This work proposes HS2C, a novel framework that integrates graph homophily principles into large language model (LLM) reasoning—addressing the limitations of existing graph-LLM approaches that rely on random sampling and consequently suffer from noise sensitivity and unstable inference. HS2C achieves global hierarchical graph partitioning through structural entropy minimization to identify semantically homogeneous communities, which then guide the LLM in performing context-aware, differentiated aggregation. This joint compression of structure and semantics enables more efficient and robust reasoning. Extensive experiments across 10 node-level and 7 graph-level benchmarks demonstrate that HS2C significantly improves compression rates while simultaneously enhancing both accuracy and stability of inference, exhibiting strong scalability and generalization across diverse tasks.

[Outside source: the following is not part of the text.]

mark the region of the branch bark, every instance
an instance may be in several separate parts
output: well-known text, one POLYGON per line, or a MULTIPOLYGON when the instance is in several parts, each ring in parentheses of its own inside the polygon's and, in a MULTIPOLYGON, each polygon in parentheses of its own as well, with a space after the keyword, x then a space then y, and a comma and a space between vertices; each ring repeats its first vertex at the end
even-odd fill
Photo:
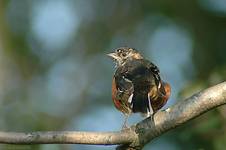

Large language models (LLMs) have demonstrated promising capabilities in Text-Attributed Graph (TAG) understanding. Recent studies typically focus on verbalizing the graph structures via handcrafted prompts, feeding the target node and its neighborhood context into LLMs. However, constrained by the context window, existing methods mainly resort to random sampling, often implemented via dropping node/edge randomly, which inevitably introduces noise and cause reasoning instability. We argue that graphs inherently contain rich structural and semantic information, and that their effective exploitation can unlock potential gains in LLMs reasoning performance. To this end, we propose Homophily-aware Structural and Semantic Compression for LLMs (HS2C), a framework centered on exploiting graph homophily. Structurally, guided by the principle of Structural Entropy minimization, we perform a global hierarchical partition that decodes the graph's essential topology. This partition identifies naturally cohesive, homophilic communities, while discarding stochastic connectivity noise. Semantically, we deliver the detected structural homophily to the LLM, empowering it to perform differentiated semantic aggregation based on predefined community type. This process compresses redundant background contexts into concise community-level consensus, selectively preserving semantically homophilic information aligned with the target nodes. Extensive experiments on 10 node-level benchmarks across LLMs of varying sizes and families demonstrate that, by feeding LLMs with structurally and semantically compressed inputs, HS2C simultaneously enhances the compression rate and downstream inference accuracy, validating its superiority and scalability. Extensions to 7 diverse graph-level benchmarks further consolidate HS2C's task generalizability.